Hello
I’m deploying a convolutional neural network on an ARM Cortex-A78-based mobile platform and using 8-bit post-training quantization to reduce model size. Inference works, but performance is lower than expected — latency per image is around 120 ms, and CPU utilization is high. I’ve tried using ARM Compute Library and Neon intrinsics, but I’m unsure if I’m fully leveraging the CPU’s vectorization capabilities.
Has anyone successfully optimized quantized CNNs on Cortex-A78? Are there recommended compiler flags, threading strategies, or memory layout adjustments that significantly reduce latency? Any practical examples or benchmarks would be extremely helpful.Thank youMed venlig hilsen,Mikkel JensenDenmark
Hi Mikkel,
Could you please share a few more details about the model you're running?
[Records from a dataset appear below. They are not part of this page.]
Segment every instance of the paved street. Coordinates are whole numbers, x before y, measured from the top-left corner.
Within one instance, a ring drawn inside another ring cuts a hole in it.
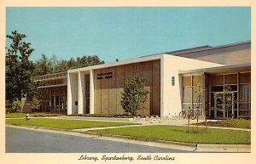
[[[128,142],[6,127],[7,153],[171,153],[189,152]],[[191,152],[191,151],[190,151]]]

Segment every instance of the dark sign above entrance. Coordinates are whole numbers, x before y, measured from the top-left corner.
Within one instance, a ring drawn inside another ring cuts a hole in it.
[[[97,79],[108,79],[112,78],[113,72],[98,73]]]

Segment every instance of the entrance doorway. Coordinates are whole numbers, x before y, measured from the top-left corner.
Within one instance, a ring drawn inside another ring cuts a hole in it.
[[[223,92],[214,93],[214,118],[226,119],[235,117],[237,93],[224,94]]]

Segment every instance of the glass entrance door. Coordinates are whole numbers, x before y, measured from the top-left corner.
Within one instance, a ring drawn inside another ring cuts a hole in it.
[[[219,119],[234,118],[235,93],[224,94],[222,92],[214,93],[214,117]]]

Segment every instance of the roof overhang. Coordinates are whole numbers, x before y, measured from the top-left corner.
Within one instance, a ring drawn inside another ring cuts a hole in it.
[[[195,73],[209,73],[209,74],[222,74],[222,73],[232,73],[232,72],[246,72],[251,71],[251,63],[241,64],[241,65],[230,65],[224,66],[179,71],[179,74],[195,74]]]
[[[60,87],[67,87],[67,84],[57,84],[57,85],[40,86],[40,87],[38,87],[38,88],[41,89],[41,88],[60,88]]]
[[[157,54],[154,56],[148,56],[148,57],[144,57],[144,58],[136,58],[133,59],[127,59],[127,60],[113,62],[113,63],[103,64],[103,65],[97,65],[88,66],[88,67],[84,67],[84,68],[77,68],[77,69],[73,69],[73,70],[68,70],[67,72],[68,73],[75,73],[78,71],[90,71],[90,70],[108,68],[108,67],[113,67],[113,66],[128,65],[128,64],[131,64],[131,63],[139,63],[139,62],[143,62],[143,61],[160,59],[163,55],[164,54]]]

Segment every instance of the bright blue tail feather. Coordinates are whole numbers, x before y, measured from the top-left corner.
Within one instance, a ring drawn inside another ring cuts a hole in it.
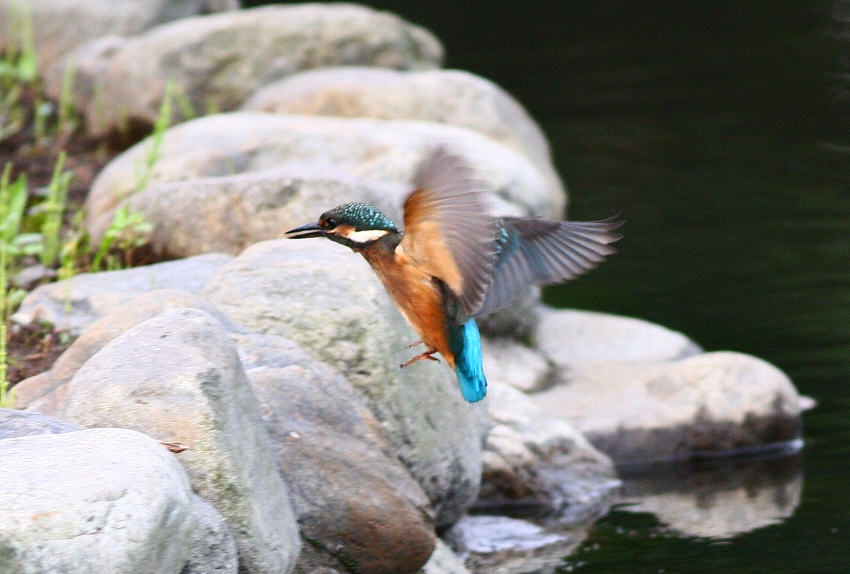
[[[455,356],[455,373],[463,398],[474,403],[487,394],[487,379],[481,364],[481,335],[475,319],[450,333],[449,345]]]

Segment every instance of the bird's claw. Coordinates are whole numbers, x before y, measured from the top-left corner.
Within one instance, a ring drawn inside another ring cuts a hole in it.
[[[412,365],[416,361],[421,361],[422,359],[431,359],[432,361],[437,361],[439,363],[440,359],[438,359],[437,357],[431,356],[432,353],[436,353],[436,352],[437,351],[435,351],[435,350],[425,351],[421,355],[416,355],[415,357],[413,357],[412,359],[410,359],[406,363],[402,364],[399,368],[403,369],[405,367]]]

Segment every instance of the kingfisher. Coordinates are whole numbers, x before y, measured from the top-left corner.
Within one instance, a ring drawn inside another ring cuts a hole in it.
[[[286,232],[291,239],[326,237],[360,253],[425,351],[403,365],[440,353],[457,375],[463,398],[487,394],[475,317],[514,301],[531,285],[572,279],[615,252],[622,222],[495,217],[484,186],[459,155],[427,154],[404,202],[404,231],[371,205],[352,202],[315,223]],[[409,348],[410,348],[409,347]]]

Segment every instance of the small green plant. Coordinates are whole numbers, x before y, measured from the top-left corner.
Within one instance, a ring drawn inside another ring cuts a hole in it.
[[[0,175],[0,407],[14,406],[14,392],[9,392],[6,373],[9,357],[6,350],[9,315],[15,305],[9,290],[11,261],[18,253],[15,241],[21,229],[27,202],[26,177],[21,175],[10,183],[12,164],[6,164]]]
[[[59,260],[62,242],[60,233],[62,231],[62,216],[65,213],[65,203],[68,199],[68,186],[73,174],[70,171],[62,171],[65,165],[65,151],[59,153],[56,166],[53,168],[53,177],[48,186],[47,200],[41,205],[44,212],[44,221],[41,224],[42,251],[41,263],[48,267],[53,266]]]
[[[0,141],[20,132],[28,121],[24,100],[37,91],[38,59],[32,39],[32,14],[13,3],[9,11],[10,41],[0,59]]]
[[[174,80],[168,80],[168,83],[165,85],[165,95],[162,98],[162,105],[159,107],[159,114],[157,114],[156,122],[153,125],[153,132],[148,138],[150,140],[150,146],[141,162],[136,165],[136,191],[147,187],[153,168],[159,161],[160,153],[162,152],[163,136],[165,135],[165,130],[171,125],[171,100],[176,90],[177,83]]]
[[[146,245],[150,241],[152,230],[153,227],[145,221],[141,213],[133,211],[129,205],[119,207],[115,210],[115,216],[112,218],[109,228],[103,234],[103,239],[100,240],[97,253],[91,263],[91,270],[100,271],[104,260],[107,262],[107,269],[121,267],[120,260],[110,257],[110,251],[113,247],[117,248],[123,255],[124,266],[132,266],[133,250]]]

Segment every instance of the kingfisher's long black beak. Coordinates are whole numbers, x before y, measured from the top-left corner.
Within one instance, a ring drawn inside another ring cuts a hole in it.
[[[289,239],[306,239],[308,237],[325,237],[328,234],[327,231],[319,227],[318,223],[308,223],[307,225],[302,225],[301,227],[296,227],[295,229],[290,229],[286,232],[286,236]]]

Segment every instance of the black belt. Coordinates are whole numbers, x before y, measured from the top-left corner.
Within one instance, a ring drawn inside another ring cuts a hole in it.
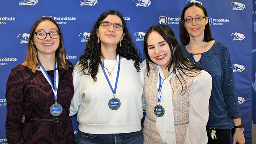
[[[41,118],[34,118],[32,117],[25,117],[25,121],[27,122],[58,122],[69,117],[68,114],[65,116],[61,118],[55,118],[53,119],[42,119]]]

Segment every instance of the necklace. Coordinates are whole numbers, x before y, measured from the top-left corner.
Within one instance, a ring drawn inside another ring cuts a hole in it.
[[[103,64],[103,67],[106,68],[106,69],[107,69],[107,71],[108,71],[108,73],[109,73],[109,77],[112,77],[112,75],[111,74],[111,73],[113,71],[113,70],[114,70],[114,69],[115,67],[116,66],[116,62],[117,61],[117,60],[116,61],[116,63],[115,63],[115,65],[114,66],[114,67],[113,68],[113,69],[112,69],[112,71],[111,71],[110,72],[109,72],[109,70],[107,68],[106,68],[106,67],[105,67],[105,66],[104,66],[104,64]]]

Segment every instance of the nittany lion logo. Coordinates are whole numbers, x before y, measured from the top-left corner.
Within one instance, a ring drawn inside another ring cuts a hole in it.
[[[167,23],[167,17],[164,16],[159,16],[158,21],[160,24],[166,24]]]
[[[232,65],[233,67],[233,72],[242,72],[245,69],[244,66],[238,64],[234,64]]]
[[[212,23],[212,19],[211,18],[208,17],[208,22],[209,23],[209,24],[211,26]]]
[[[245,37],[244,35],[237,32],[231,34],[231,36],[233,39],[233,41],[242,41],[245,38]]]
[[[243,103],[245,101],[244,100],[244,98],[242,97],[237,96],[238,99],[238,104],[241,104]]]
[[[136,41],[144,41],[144,36],[146,33],[141,31],[135,33],[133,34],[136,37]]]
[[[188,0],[187,1],[187,3],[197,3],[202,4],[202,5],[203,5],[203,4],[202,4],[202,3],[200,2],[199,1],[197,1],[197,0]]]
[[[150,0],[133,0],[133,1],[136,3],[136,7],[148,7],[151,4]]]
[[[19,39],[20,43],[29,43],[29,34],[24,33],[20,34],[17,36],[17,37]]]
[[[81,39],[81,42],[88,41],[91,33],[82,33],[79,34],[78,37]]]
[[[35,5],[35,4],[38,3],[38,0],[19,0],[19,5]]]
[[[80,5],[94,6],[98,3],[97,0],[80,0]]]
[[[255,72],[255,80],[254,82],[252,82],[252,88],[254,89],[254,91],[256,92],[256,72]]]
[[[245,8],[245,5],[242,3],[235,1],[231,3],[232,9],[233,10],[239,10],[242,11]]]
[[[45,18],[47,18],[47,17],[49,17],[50,18],[52,19],[52,16],[51,16],[50,15],[44,15],[44,16],[42,16],[42,17],[45,17]]]

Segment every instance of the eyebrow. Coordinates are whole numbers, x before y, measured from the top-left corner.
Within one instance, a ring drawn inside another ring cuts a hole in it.
[[[52,31],[52,30],[55,30],[58,31],[58,30],[57,30],[57,29],[55,29],[55,28],[51,29],[50,30],[50,31]],[[37,30],[37,31],[45,31],[45,30],[44,30],[44,29],[40,29],[38,30]]]
[[[196,15],[195,16],[202,16],[202,15],[201,15],[200,14],[199,14],[199,15]],[[189,17],[192,18],[192,16],[188,16],[188,17],[186,17],[186,18],[189,18]]]
[[[166,41],[162,41],[161,42],[158,42],[158,43],[160,44],[161,43],[162,43],[163,42],[166,42]],[[153,46],[153,45],[148,45],[147,46],[147,47],[148,48],[149,47],[151,46]]]

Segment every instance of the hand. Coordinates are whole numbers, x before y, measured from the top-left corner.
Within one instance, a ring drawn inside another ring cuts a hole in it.
[[[22,123],[25,122],[25,115],[24,114],[22,115],[22,117],[21,118],[21,122]]]
[[[233,136],[233,144],[236,144],[236,143],[238,143],[240,144],[244,144],[245,142],[242,128],[240,128],[236,129],[235,133],[234,134],[234,136]]]

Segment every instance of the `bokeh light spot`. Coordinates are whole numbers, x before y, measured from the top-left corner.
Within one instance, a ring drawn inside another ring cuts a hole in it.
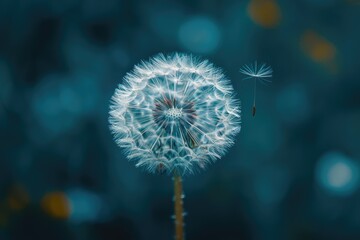
[[[211,53],[217,49],[221,34],[217,24],[207,17],[193,17],[179,29],[180,44],[195,53]]]
[[[350,195],[359,186],[359,166],[342,153],[329,152],[320,158],[316,178],[329,193]]]
[[[281,20],[281,10],[275,0],[251,0],[248,5],[251,19],[262,27],[276,27]]]
[[[41,206],[48,215],[54,218],[66,219],[71,213],[69,199],[62,192],[47,193],[41,201]]]
[[[300,45],[314,62],[325,65],[333,73],[338,71],[336,47],[329,40],[315,31],[308,30],[302,35]]]

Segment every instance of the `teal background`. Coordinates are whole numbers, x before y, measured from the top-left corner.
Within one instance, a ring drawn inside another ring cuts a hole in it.
[[[129,163],[110,98],[141,59],[231,79],[236,144],[184,179],[187,239],[360,239],[358,0],[0,0],[0,239],[172,239],[172,180]],[[272,66],[273,83],[239,69]]]

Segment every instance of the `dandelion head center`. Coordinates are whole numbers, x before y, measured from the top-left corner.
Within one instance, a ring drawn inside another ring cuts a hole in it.
[[[167,111],[165,111],[165,116],[167,118],[174,119],[174,120],[180,118],[182,115],[183,115],[182,108],[172,107],[172,108],[168,109]]]
[[[152,115],[157,125],[165,129],[173,124],[188,127],[197,118],[193,103],[164,96],[155,100]]]

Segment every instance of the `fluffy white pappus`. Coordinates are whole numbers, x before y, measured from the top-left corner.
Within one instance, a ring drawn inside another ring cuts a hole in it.
[[[149,172],[193,173],[223,156],[240,131],[240,101],[219,68],[192,55],[158,54],[124,77],[110,129]]]

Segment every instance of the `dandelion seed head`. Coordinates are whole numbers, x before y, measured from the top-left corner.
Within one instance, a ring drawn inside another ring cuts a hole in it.
[[[149,172],[192,173],[223,156],[240,131],[240,102],[219,68],[159,54],[129,72],[110,105],[110,129]]]
[[[240,68],[240,72],[246,76],[245,79],[249,78],[271,78],[273,70],[270,66],[266,64],[261,64],[260,66],[257,65],[257,62],[254,64],[244,65]],[[266,80],[270,81],[270,80]]]

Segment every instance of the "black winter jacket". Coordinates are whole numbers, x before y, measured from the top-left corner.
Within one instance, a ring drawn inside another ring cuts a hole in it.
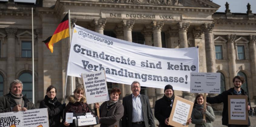
[[[174,94],[173,96],[174,96]],[[173,103],[174,100],[173,100]],[[155,101],[155,117],[159,122],[159,127],[171,127],[171,125],[168,125],[165,124],[165,119],[170,117],[172,107],[168,104],[168,102],[163,97]]]
[[[50,126],[58,127],[61,124],[61,117],[62,117],[65,105],[62,105],[56,97],[52,101],[45,95],[44,99],[40,102],[39,108],[47,108]]]
[[[242,90],[242,95],[246,95],[247,96],[248,101],[249,103],[248,105],[251,106],[251,103],[250,102],[249,95],[248,93],[245,92],[243,89]],[[228,90],[223,92],[221,94],[214,97],[206,98],[206,101],[211,104],[219,104],[223,102],[223,111],[222,111],[222,124],[223,125],[227,126],[228,124],[228,95],[233,95],[233,91],[234,91],[234,88],[230,88]],[[250,119],[248,118],[248,125],[250,126],[251,123]]]
[[[10,98],[10,97],[11,94],[9,92],[0,97],[0,113],[12,112],[12,108],[18,105],[14,100]],[[22,99],[24,100],[24,107],[28,110],[35,109],[35,104],[26,97],[23,96]]]

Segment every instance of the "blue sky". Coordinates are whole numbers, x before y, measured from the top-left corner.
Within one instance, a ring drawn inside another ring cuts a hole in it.
[[[14,0],[15,2],[35,2],[36,0]],[[256,14],[256,0],[212,0],[214,3],[221,6],[217,12],[224,12],[225,8],[225,4],[227,2],[229,4],[229,9],[231,12],[245,13],[247,9],[246,5],[248,3],[251,5],[251,10],[253,13]],[[0,1],[8,1],[8,0],[0,0]]]

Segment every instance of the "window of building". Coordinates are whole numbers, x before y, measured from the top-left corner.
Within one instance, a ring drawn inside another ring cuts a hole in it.
[[[4,95],[4,78],[0,74],[0,96]]]
[[[221,45],[215,45],[215,55],[216,60],[222,60],[222,46]]]
[[[104,30],[103,32],[103,33],[104,35],[106,35],[114,38],[116,38],[116,36],[113,31]]]
[[[237,55],[238,60],[244,60],[244,50],[243,46],[237,46]]]
[[[32,75],[31,73],[23,73],[19,77],[19,80],[23,83],[22,94],[30,101],[32,101]]]
[[[217,73],[221,73],[221,93],[226,90],[225,76],[221,73],[220,72],[217,72]]]
[[[141,32],[131,32],[132,42],[141,44],[145,44],[145,39],[144,36]]]
[[[243,84],[243,85],[242,85],[242,86],[241,86],[241,88],[243,89],[245,91],[247,92],[248,91],[247,76],[246,76],[246,75],[243,72],[239,71],[237,74],[237,75],[241,76],[244,78],[244,79],[245,79],[245,82],[244,82]]]
[[[31,41],[22,41],[21,57],[31,58],[32,56],[32,42]]]

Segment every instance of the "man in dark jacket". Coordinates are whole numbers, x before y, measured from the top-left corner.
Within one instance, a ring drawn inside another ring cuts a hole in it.
[[[165,87],[164,97],[155,101],[155,117],[159,122],[159,127],[172,127],[169,125],[169,117],[172,109],[172,104],[174,100],[174,90],[170,85],[167,85]],[[189,124],[191,123],[191,119],[188,121]]]
[[[223,102],[223,108],[222,111],[222,124],[223,125],[228,126],[229,127],[247,127],[250,125],[250,120],[248,118],[248,125],[234,125],[228,124],[228,95],[246,95],[247,96],[248,106],[247,109],[250,110],[251,103],[250,99],[247,92],[241,88],[242,85],[245,81],[244,79],[242,77],[236,76],[233,78],[233,82],[234,87],[230,88],[228,90],[222,92],[218,96],[213,97],[207,97],[206,101],[211,104],[220,103]]]
[[[15,80],[10,85],[9,93],[0,97],[0,113],[35,109],[35,105],[22,93],[22,82]]]

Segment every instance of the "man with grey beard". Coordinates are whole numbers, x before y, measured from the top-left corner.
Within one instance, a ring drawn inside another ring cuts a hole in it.
[[[0,97],[0,113],[35,109],[34,104],[22,93],[23,88],[23,84],[19,80],[11,83],[9,93]]]

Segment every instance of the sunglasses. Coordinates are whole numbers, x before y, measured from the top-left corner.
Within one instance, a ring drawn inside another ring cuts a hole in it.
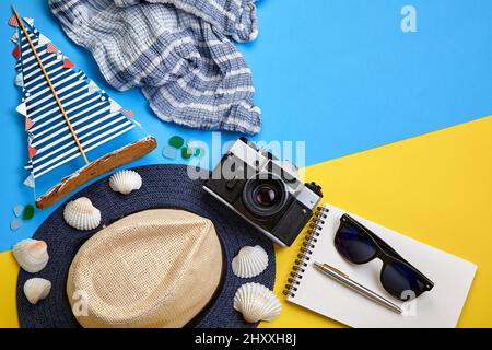
[[[335,235],[338,253],[353,264],[367,264],[376,258],[383,261],[380,283],[394,298],[409,301],[430,291],[434,283],[406,261],[387,243],[348,214],[340,218]]]

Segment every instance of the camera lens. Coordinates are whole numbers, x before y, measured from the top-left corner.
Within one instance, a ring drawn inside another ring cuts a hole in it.
[[[253,178],[243,189],[245,207],[257,217],[272,217],[281,211],[288,200],[285,184],[278,178]]]
[[[256,202],[263,207],[271,207],[279,198],[277,191],[269,185],[260,185],[255,189],[254,198]]]

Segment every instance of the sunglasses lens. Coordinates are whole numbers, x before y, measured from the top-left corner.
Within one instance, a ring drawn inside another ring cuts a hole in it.
[[[359,228],[341,222],[335,236],[337,250],[349,261],[364,264],[376,256],[376,244]]]
[[[402,301],[414,299],[429,289],[419,272],[399,261],[384,266],[380,282],[389,294]]]

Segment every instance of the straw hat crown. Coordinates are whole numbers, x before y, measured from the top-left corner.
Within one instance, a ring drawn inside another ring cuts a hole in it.
[[[221,271],[210,220],[153,209],[87,240],[70,266],[67,293],[83,327],[183,327],[213,298]]]

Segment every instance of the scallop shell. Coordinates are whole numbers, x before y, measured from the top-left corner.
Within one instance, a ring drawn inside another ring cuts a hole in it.
[[[267,266],[268,254],[259,245],[242,247],[232,260],[233,272],[241,278],[256,277],[265,271]]]
[[[73,229],[93,230],[101,223],[101,211],[89,198],[80,197],[65,207],[63,219]]]
[[[234,295],[234,310],[241,312],[248,323],[270,322],[280,315],[282,304],[276,294],[259,283],[246,283]]]
[[[132,190],[142,187],[142,177],[133,171],[120,171],[109,177],[109,187],[115,192],[128,195]]]
[[[44,278],[32,278],[24,283],[24,295],[31,304],[37,304],[48,296],[51,291],[51,282]]]
[[[49,260],[48,245],[44,241],[23,240],[13,246],[12,252],[21,268],[31,273],[43,270]]]

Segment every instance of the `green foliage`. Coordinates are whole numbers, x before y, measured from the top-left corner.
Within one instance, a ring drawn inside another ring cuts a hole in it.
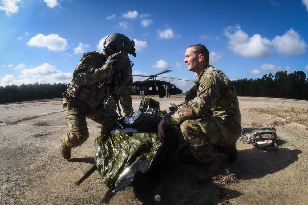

The Arm Compute Library (ACL) includes a number of highly optimized assembly kernels. For an Arm Cortex-A78, I’d recommend compiling with the following options:
arch=armv8.2-a openmp=1 cppthreads=0
Building for arch=armv8.2-a enables the dot-product kernels, which can significantly accelerate quantized convolutions. The OpenMP scheduler generally delivers better performance than cppthreads for most workloads.
ACL also provides several graph-based benchmark examples that can be built using: benchmark_examples=1
You can profile kernel execution times using the scheduler timer: LD_LIBRARY_PATH=.:$LD_LIBRARY_PATH ./benchmark_graph_mobilenet_v2 --instruments=SCHEDULER_TIMER_MS --example_args='--target=NEON,--fast-math'
If you run into any issues or want to discuss further, feel free to open a thread on GitHub: https://github.com/ARM-software/ComputeLibrary/issues
Hope this helps.
Best, Pablo